From Jane Austen's original Pride and Prejudice to a graded reader for
L2 learners: a computational study of the processes of text simplification

Emily Franzini

efranzini@etrap.eu

eTRAP Research Group

University of Goettingen, Germany

Marco Buchler

mbuechler@etrap.eu

eTRAP Research Group

University of Goettingen, Germany

Introduction

Authentic text and graded reader

One of the objectives of second language (L2) learning is to be able to read
and understand a variety of texts, from novels to newspaper articles, written
in the language of interest. These texts written with a native audience in mind
are commonly referred to as authentic texts or ”real life texts, not written
for pedagogic purposes” (Wallace, 1992). Authentic texts, however, can present
too many obstacles for L2 learners with too low a level of knowledge.
The complex language structures and advanced vocabulary of these ‘real’ texts
can have the unwanted effect of demotivating the reader (Richard, 2001).
The gap between the learner’s limited L2 knowledge and the fluency of authentic
texts creates an ideal space for graded readers. Graded readers are
’’simplified books written at varying levels of difficulty for second language
learners” (Waring, 2012). Through graded readers original classic works can be
adapted to match the learner’s level of knowledge, thus providing the ideal
tool to tackle ‘real’ themes, narratives and dialogues.
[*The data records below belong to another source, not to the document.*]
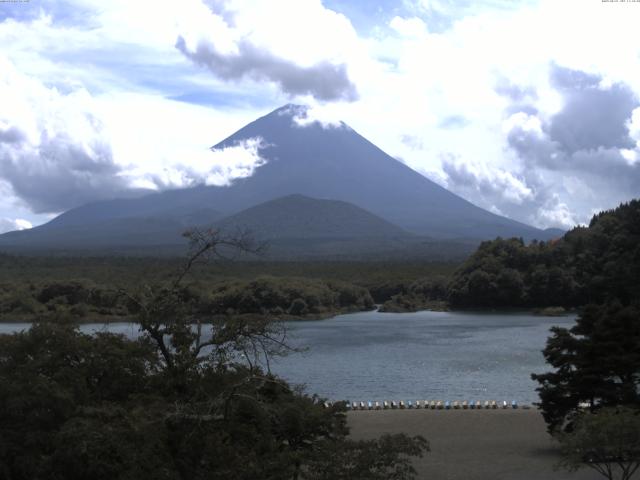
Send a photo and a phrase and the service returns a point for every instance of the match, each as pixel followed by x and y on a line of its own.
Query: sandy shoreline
pixel 473 444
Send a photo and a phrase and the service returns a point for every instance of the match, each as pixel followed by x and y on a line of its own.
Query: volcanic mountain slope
pixel 323 162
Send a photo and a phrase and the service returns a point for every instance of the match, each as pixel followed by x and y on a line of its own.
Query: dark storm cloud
pixel 60 174
pixel 592 116
pixel 324 81
pixel 568 165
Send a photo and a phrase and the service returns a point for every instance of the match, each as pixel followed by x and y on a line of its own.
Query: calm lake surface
pixel 410 356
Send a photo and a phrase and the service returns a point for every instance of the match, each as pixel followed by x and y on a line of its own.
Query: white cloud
pixel 9 224
pixel 214 167
pixel 411 75
pixel 413 27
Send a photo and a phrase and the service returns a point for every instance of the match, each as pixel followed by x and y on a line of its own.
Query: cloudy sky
pixel 530 108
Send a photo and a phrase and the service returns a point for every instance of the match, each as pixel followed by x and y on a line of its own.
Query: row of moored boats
pixel 432 405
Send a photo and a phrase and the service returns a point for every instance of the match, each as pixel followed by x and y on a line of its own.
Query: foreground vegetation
pixel 181 402
pixel 591 264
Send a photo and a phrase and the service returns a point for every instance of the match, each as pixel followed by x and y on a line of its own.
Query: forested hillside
pixel 588 265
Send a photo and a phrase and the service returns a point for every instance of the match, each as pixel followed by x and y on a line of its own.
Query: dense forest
pixel 90 289
pixel 588 265
pixel 180 402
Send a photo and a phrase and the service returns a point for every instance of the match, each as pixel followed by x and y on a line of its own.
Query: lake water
pixel 411 356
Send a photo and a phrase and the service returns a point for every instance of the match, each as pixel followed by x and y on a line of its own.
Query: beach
pixel 473 444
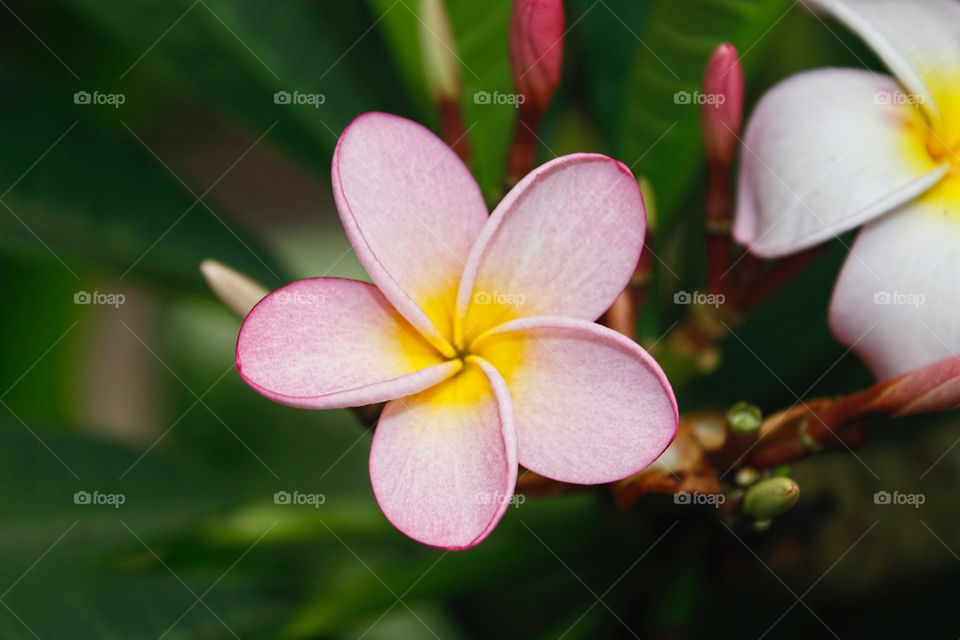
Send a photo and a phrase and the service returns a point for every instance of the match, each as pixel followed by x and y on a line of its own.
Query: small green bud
pixel 747 476
pixel 769 498
pixel 744 418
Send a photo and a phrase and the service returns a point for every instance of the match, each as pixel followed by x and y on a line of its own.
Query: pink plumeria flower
pixel 478 330
pixel 831 149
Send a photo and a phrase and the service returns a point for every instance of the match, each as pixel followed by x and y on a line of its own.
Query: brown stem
pixel 718 224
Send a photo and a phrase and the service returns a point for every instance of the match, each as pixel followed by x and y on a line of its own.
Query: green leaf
pixel 235 55
pixel 80 606
pixel 78 192
pixel 94 494
pixel 481 32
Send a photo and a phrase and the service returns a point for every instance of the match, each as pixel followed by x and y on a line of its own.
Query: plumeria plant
pixel 418 318
pixel 478 331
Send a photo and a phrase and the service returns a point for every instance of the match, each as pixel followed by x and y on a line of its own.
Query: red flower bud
pixel 721 113
pixel 536 50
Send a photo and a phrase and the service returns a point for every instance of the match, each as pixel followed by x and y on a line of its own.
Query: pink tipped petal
pixel 826 151
pixel 536 49
pixel 443 463
pixel 918 40
pixel 897 302
pixel 564 241
pixel 412 211
pixel 591 405
pixel 326 343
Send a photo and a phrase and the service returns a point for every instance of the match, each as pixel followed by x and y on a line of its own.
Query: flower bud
pixel 234 289
pixel 769 498
pixel 721 113
pixel 744 418
pixel 536 50
pixel 440 64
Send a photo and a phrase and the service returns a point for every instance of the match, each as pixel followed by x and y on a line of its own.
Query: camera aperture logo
pixel 514 500
pixel 295 297
pixel 298 97
pixel 97 498
pixel 695 497
pixel 112 299
pixel 498 297
pixel 300 499
pixel 699 98
pixel 912 499
pixel 485 97
pixel 715 300
pixel 899 298
pixel 97 98
pixel 895 97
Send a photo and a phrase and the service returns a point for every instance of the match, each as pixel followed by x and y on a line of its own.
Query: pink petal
pixel 826 151
pixel 919 41
pixel 897 302
pixel 564 241
pixel 412 211
pixel 591 405
pixel 326 342
pixel 444 462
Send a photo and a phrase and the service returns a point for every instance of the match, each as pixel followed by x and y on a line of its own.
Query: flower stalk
pixel 442 72
pixel 536 61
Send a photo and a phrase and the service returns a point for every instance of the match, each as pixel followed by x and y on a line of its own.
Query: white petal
pixel 826 151
pixel 919 40
pixel 897 301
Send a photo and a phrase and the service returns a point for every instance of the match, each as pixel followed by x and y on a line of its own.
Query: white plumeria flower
pixel 831 149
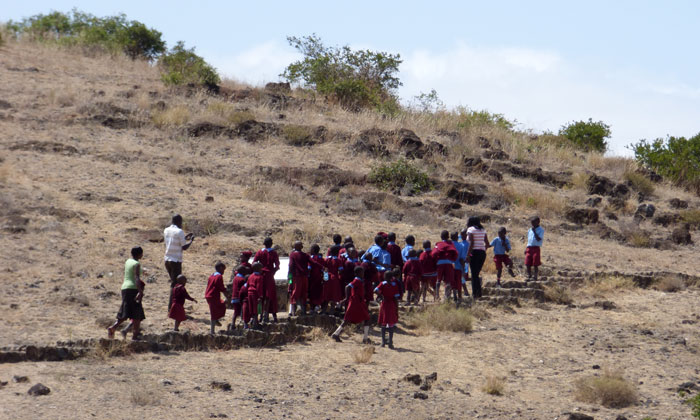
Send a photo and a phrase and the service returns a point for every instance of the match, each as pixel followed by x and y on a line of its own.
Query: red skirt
pixel 177 312
pixel 446 274
pixel 357 312
pixel 412 283
pixel 217 308
pixel 388 313
pixel 331 289
pixel 300 292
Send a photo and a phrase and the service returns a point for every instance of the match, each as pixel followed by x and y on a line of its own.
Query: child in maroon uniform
pixel 239 280
pixel 412 275
pixel 357 309
pixel 429 266
pixel 389 293
pixel 446 254
pixel 215 287
pixel 270 260
pixel 177 309
pixel 255 284
pixel 316 266
pixel 332 291
pixel 299 270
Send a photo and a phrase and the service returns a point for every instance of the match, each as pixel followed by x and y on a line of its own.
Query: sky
pixel 631 64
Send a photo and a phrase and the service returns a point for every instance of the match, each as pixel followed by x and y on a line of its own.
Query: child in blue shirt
pixel 501 247
pixel 534 242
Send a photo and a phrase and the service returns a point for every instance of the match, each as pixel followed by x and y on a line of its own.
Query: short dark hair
pixel 474 221
pixel 411 240
pixel 136 251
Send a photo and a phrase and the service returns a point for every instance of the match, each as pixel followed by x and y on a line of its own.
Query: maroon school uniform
pixel 238 282
pixel 271 262
pixel 255 284
pixel 246 313
pixel 389 309
pixel 215 287
pixel 429 266
pixel 412 274
pixel 316 266
pixel 357 308
pixel 299 268
pixel 446 254
pixel 177 309
pixel 371 279
pixel 347 272
pixel 332 290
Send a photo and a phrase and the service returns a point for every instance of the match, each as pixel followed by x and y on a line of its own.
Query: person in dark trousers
pixel 476 255
pixel 175 242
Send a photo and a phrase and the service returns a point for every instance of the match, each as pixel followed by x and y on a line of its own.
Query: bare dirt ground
pixel 76 194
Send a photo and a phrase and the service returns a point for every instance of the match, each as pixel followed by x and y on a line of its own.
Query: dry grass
pixel 363 355
pixel 610 389
pixel 494 385
pixel 535 199
pixel 670 284
pixel 607 285
pixel 558 294
pixel 172 117
pixel 444 317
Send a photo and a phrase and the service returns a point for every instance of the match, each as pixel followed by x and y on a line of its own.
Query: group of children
pixel 347 280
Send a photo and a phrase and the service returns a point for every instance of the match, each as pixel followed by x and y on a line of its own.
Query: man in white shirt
pixel 175 243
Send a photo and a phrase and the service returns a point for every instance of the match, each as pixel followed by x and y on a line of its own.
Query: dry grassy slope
pixel 77 192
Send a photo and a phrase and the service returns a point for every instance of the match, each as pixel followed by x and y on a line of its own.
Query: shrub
pixel 557 294
pixel 111 33
pixel 297 135
pixel 443 317
pixel 355 79
pixel 364 355
pixel 610 389
pixel 639 182
pixel 182 66
pixel 399 175
pixel 469 119
pixel 587 135
pixel 676 158
pixel 494 385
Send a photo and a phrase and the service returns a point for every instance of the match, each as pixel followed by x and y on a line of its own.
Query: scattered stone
pixel 415 378
pixel 39 389
pixel 681 235
pixel 579 416
pixel 645 211
pixel 594 201
pixel 224 386
pixel 677 203
pixel 582 216
pixel 420 395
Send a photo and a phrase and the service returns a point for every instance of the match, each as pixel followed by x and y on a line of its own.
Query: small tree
pixel 182 66
pixel 587 135
pixel 677 158
pixel 356 79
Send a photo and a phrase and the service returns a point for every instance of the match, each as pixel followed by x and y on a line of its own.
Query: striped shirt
pixel 478 237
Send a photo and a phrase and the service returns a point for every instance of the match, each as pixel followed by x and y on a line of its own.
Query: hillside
pixel 97 155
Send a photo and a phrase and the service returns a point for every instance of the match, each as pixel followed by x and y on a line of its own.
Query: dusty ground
pixel 539 352
pixel 76 195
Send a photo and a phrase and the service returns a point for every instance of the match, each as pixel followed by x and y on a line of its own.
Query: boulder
pixel 645 211
pixel 582 216
pixel 39 389
pixel 677 203
pixel 681 235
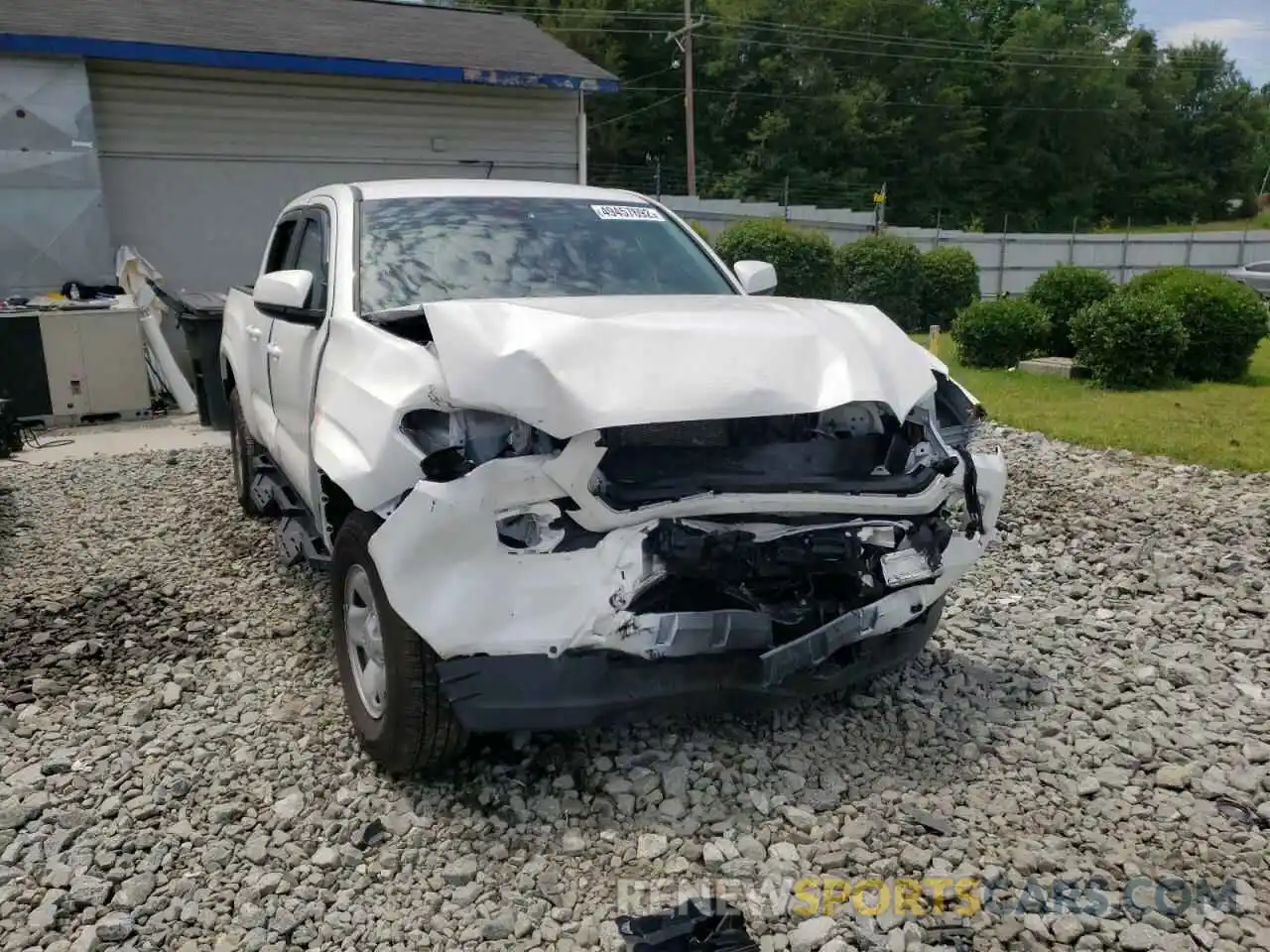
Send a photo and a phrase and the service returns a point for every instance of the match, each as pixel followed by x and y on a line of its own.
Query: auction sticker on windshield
pixel 626 212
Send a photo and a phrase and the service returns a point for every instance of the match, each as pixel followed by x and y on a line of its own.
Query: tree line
pixel 970 113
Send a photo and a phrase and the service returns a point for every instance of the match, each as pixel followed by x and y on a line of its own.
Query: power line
pixel 1095 59
pixel 663 100
pixel 828 96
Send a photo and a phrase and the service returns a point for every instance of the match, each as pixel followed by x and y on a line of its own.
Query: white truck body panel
pixel 329 402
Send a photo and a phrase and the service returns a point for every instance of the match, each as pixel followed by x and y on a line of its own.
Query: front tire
pixel 244 451
pixel 389 675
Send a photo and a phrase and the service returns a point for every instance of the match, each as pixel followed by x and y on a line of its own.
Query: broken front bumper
pixel 539 693
pixel 557 611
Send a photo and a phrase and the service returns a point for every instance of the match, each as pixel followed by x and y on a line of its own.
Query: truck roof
pixel 477 188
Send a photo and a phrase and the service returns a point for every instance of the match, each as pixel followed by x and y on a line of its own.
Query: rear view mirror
pixel 756 277
pixel 284 294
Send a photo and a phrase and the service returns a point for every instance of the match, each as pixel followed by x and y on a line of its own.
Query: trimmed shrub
pixel 885 272
pixel 951 281
pixel 1130 340
pixel 1224 320
pixel 1001 333
pixel 803 259
pixel 1064 293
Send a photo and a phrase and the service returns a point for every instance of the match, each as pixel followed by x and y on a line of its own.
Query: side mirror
pixel 756 277
pixel 284 295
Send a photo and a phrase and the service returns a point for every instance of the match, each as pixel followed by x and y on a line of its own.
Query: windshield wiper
pixel 393 315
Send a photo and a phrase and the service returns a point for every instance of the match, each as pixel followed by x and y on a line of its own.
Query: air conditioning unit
pixel 68 365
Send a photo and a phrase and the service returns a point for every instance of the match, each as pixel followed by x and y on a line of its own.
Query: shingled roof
pixel 341 37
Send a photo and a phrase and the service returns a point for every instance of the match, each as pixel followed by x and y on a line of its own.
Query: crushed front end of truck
pixel 683 566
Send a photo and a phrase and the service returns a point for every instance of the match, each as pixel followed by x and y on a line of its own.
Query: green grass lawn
pixel 1260 222
pixel 1222 425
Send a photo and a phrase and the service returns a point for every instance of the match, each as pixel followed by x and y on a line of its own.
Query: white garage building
pixel 183 126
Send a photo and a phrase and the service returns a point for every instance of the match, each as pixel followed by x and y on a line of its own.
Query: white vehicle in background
pixel 1256 276
pixel 564 466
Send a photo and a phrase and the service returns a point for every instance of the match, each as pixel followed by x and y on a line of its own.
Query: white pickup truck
pixel 566 466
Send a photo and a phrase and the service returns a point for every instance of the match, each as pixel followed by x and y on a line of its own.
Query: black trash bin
pixel 200 317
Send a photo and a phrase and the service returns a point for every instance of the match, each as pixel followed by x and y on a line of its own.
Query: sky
pixel 1242 26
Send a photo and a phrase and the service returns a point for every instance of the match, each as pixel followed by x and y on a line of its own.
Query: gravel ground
pixel 176 771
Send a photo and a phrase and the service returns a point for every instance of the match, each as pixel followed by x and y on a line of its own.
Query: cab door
pixel 257 327
pixel 295 349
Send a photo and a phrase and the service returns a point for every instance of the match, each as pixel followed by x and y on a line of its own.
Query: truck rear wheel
pixel 244 451
pixel 389 674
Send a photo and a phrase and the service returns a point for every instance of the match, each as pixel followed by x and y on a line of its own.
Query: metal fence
pixel 1008 263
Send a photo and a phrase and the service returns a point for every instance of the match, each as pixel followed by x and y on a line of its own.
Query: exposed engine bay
pixel 769 527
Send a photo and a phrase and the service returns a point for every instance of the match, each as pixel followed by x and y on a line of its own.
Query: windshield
pixel 418 250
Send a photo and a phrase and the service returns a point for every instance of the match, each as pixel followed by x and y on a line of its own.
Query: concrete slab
pixel 1055 367
pixel 181 431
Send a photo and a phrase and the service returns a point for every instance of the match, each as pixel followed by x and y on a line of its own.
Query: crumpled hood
pixel 574 365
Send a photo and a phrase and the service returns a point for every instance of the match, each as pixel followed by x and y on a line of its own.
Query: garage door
pixel 195 166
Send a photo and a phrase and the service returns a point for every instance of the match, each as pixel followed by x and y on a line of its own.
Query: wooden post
pixel 1001 258
pixel 1124 254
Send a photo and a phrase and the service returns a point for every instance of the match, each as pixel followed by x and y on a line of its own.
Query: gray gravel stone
pixel 1106 662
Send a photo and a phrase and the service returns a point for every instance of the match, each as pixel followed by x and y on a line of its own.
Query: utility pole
pixel 684 40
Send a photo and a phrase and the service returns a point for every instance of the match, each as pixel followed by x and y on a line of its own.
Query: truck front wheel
pixel 388 673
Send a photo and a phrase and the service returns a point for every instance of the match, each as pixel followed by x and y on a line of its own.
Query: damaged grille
pixel 662 462
pixel 801 578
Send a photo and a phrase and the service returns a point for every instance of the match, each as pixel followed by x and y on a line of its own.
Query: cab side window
pixel 312 257
pixel 280 244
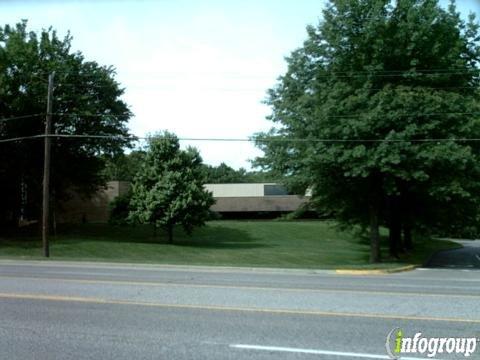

From authentic text to graded reader

One such graded reader is a newly adapted version of Jane Austen’s Pride and
Prejudice (edition of 1813) that one of the authors of this paper wrote
(Franzini, 2016) as part of a collection for learners of English as a foreign
language (EFL).

For authors, the process of adaptation of a text for a learning audience is
complex. In order to simplify the text the author will necessarily have to
make grammatical changes and lexical substitutions following vocabulary lists,
shorten the text by cutting out entire paragraphs and events, and in some
cases eliminate entire chapters and characters. Together with these changes,
which can be defined as ‘structural’ because they are dictated by
hard requirements of length and standardised level of difficulty, the author
will also make a series of judgment calls at a sentence and word level.
These changes, which are here defined as ‘cognitive’, include processes that
are more intangible and that are a consequence of a native author’s ‘feeling’
that the original text is too difficult for learners. These
include elaborating, clarifying, providing context and motivation for
unfamiliar information and non-explicit connections (Beck et al., 1991).

Research Objective

The objective of this study is to computationally analyse the manual process
behind the simplification of a historical authentic text aimed at producing
a graded reader. More specifically, it aims to classify and understand the
structural and cognitive processes of adaptation that a human author, more or
less consciously, is able to perform manually. Do the applied changes follow
strict rules? Can they be classified as forming a pattern? And if so, can they
be reproduced computationally?

Related Research

Researchers have long been addressing the issue of text simplification for a
variety of purposes. A similar study to this was made by Petersen who
compared authentic newspaper articles with abridged versions (Petersen and
Ostendorf, 1991). Similar studies have been made, for example, to create a
reading aid for people with disabilities (Canning, 2000, Allen, 2009). Data

This study considers two sets of data. The first is the entire original novel
(ON) Pride and Prejudice. The second dataset the graded reader (GR) published
by Liberty. The GR has been compressed from the 61 chapters of the ON to 10
chapters. When comparing word tokens, the GR has a size of 12.6% of the ON
(Tab. 1). The language was simplified to match the upper intermediate level B2.
To guide the choice of vocabulary, the author chose to follow the
Lexitronics Syllabus (Lexitronics, 2009).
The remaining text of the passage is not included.